Sara Seager: We have to be careful about this. To astronomers, “terrestrial” only means rocky and roughly Earth-size; it doesn’t necessarily mean habitable. There are planets at all distances from stars. Earth is pretty far from the sun. The first Earth-size planets that Kepler finds will probably be very close to their star, so they will be very hot, probably too hot for complex molecules to exist and too hot for life. These probably won’t be much like Earth.

So when we find a rocky planet, it might be more like Venus—with a surface temperature of 900 degrees Fahrenheit—than like Earth. How do we take the next step and figure out whether any planets we find could support life?

Hoehler: There are two ways to think about habitability. One way helps to give us a sense of possibility for life in the universe. So when we’re surveying with something like Kepler, we should allow ourselves to think of habitability as broadly as possible, to think of life as being as capable as possible, and get some overall sense of how much habitable real estate might be out there. [In our own solar system, for example, it is possible that areas beneath the ice of Jupiter’s moon Europa or in the geysers of Saturn’s moon Enceladus might support some form of life.]
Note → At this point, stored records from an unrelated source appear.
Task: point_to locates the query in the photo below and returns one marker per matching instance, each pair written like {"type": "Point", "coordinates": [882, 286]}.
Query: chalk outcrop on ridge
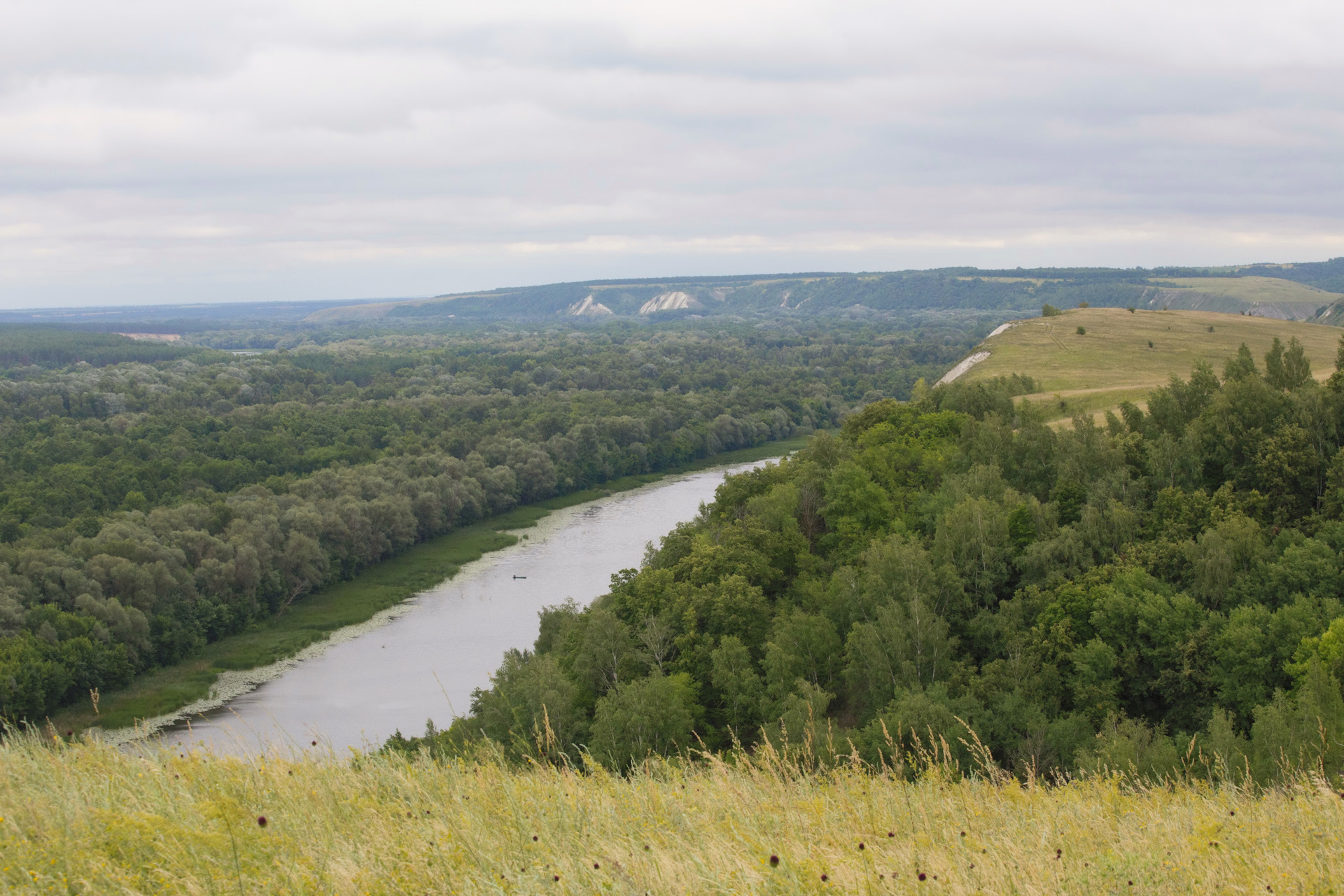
{"type": "Point", "coordinates": [670, 302]}
{"type": "Point", "coordinates": [588, 307]}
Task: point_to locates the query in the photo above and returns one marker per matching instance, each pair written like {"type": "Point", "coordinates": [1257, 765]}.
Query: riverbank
{"type": "Point", "coordinates": [378, 590]}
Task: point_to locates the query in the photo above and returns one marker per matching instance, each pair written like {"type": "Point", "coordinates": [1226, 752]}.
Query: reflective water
{"type": "Point", "coordinates": [426, 663]}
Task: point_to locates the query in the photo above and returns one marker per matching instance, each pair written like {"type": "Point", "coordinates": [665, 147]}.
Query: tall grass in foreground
{"type": "Point", "coordinates": [88, 818]}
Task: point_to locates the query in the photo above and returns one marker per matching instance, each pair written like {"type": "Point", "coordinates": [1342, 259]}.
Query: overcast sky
{"type": "Point", "coordinates": [167, 150]}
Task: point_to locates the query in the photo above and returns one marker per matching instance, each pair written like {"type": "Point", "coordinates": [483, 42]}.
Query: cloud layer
{"type": "Point", "coordinates": [156, 150]}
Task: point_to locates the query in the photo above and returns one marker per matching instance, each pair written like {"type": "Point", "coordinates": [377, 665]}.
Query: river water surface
{"type": "Point", "coordinates": [426, 663]}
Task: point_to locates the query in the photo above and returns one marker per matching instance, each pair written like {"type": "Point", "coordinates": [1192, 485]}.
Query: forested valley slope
{"type": "Point", "coordinates": [1120, 597]}
{"type": "Point", "coordinates": [155, 498]}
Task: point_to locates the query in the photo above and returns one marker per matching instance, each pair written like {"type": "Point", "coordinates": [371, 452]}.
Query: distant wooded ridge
{"type": "Point", "coordinates": [1308, 292]}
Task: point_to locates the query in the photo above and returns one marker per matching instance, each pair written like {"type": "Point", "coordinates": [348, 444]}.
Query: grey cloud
{"type": "Point", "coordinates": [331, 149]}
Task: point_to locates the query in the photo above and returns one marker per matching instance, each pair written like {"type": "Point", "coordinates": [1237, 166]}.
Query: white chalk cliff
{"type": "Point", "coordinates": [670, 302]}
{"type": "Point", "coordinates": [588, 307]}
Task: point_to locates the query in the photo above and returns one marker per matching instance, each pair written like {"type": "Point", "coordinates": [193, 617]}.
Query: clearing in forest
{"type": "Point", "coordinates": [1123, 355]}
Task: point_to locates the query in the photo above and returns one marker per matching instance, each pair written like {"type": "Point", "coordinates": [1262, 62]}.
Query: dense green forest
{"type": "Point", "coordinates": [1126, 596]}
{"type": "Point", "coordinates": [155, 498]}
But if we want to begin to narrow down to a place we could actually search for life, then we ought to be fairly restrictive. In order to come up with an answer that’s going to convince a lot of people, we’ll need to find a place where we can widely agree, “Yeah, these are signatures of life as we fairly closely understand it.” So what we should do depends on the technology that is available to us at the time. If you have the technology, the next step is to try to say something about the atmosphere of the planet. That is fairly simple in principle. In practice, I think it’s going to be a difficult endeavor.
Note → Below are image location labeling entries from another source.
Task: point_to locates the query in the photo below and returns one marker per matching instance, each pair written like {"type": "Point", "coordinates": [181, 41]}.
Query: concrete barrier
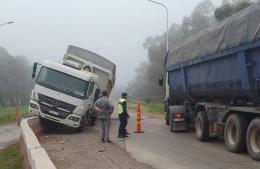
{"type": "Point", "coordinates": [35, 156]}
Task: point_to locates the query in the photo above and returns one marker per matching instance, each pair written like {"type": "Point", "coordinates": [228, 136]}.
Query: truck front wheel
{"type": "Point", "coordinates": [253, 139]}
{"type": "Point", "coordinates": [235, 132]}
{"type": "Point", "coordinates": [202, 126]}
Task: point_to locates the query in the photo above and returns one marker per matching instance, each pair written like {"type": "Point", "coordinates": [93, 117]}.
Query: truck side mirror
{"type": "Point", "coordinates": [34, 69]}
{"type": "Point", "coordinates": [160, 81]}
{"type": "Point", "coordinates": [97, 92]}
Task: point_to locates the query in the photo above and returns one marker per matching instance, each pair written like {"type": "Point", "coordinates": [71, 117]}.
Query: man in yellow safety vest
{"type": "Point", "coordinates": [123, 116]}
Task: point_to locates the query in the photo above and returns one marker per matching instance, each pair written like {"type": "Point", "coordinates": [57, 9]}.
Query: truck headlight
{"type": "Point", "coordinates": [34, 106]}
{"type": "Point", "coordinates": [79, 110]}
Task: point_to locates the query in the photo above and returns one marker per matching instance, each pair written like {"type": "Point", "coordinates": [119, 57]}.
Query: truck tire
{"type": "Point", "coordinates": [235, 132]}
{"type": "Point", "coordinates": [202, 126]}
{"type": "Point", "coordinates": [253, 139]}
{"type": "Point", "coordinates": [172, 110]}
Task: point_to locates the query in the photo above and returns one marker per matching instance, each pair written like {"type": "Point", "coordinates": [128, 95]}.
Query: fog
{"type": "Point", "coordinates": [115, 29]}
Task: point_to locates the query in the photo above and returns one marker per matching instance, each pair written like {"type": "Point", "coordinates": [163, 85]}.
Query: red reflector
{"type": "Point", "coordinates": [178, 115]}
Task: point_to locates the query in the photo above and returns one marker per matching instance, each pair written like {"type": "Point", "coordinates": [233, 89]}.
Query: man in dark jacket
{"type": "Point", "coordinates": [104, 109]}
{"type": "Point", "coordinates": [123, 116]}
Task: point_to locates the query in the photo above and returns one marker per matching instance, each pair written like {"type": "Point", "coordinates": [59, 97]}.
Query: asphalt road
{"type": "Point", "coordinates": [162, 149]}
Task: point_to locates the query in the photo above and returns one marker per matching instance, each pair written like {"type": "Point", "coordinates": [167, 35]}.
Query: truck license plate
{"type": "Point", "coordinates": [53, 112]}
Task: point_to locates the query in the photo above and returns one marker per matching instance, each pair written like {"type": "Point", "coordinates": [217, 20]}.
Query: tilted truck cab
{"type": "Point", "coordinates": [65, 92]}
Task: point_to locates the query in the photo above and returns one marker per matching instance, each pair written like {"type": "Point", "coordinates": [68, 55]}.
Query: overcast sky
{"type": "Point", "coordinates": [115, 29]}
Seager: To elaborate on that, we want to look at an atmosphere and search for things that are unusual. Our own atmosphere is 20 percent oxygen by volume. If an alien civilization is looking at us from far away, and it knows something about chemistry, it will know that we have millions to billions of times more oxygen than we should [if there were no life on Earth]. It’s hard to come up with any other process that can produce that amount of oxygen, other than the activity of living things. So we’re looking for an atmosphere with chemicals in it that should not be in it by any stretch of the imagination.

Hoehler: It’s really an issue of degree, too. For a long time, there was the notion that finding oxygen and methane in a planetary atmosphere would be a smoking gun for life. But those things are present in small amounts on Mars, and nobody is proposing that there’s photosynthetic life on Mars. Maybe there are deep subsurface microbes producing methane, but maybe not. There are precious few chemical signatures we could look at as evidence of life, and in most cases other explanations exist for those observations. When we find something, we’ll have to ask, could this be made any way other than biologically? When we look at an atmosphere, what matters is this: If you took the entire atmosphere and reacted everything that can react, how much energy would come out? By that measure, Earth’s atmosphere and Mars’s atmosphere differ by about 60,000-fold or so. That’s the sort of characterization we need to be able to do.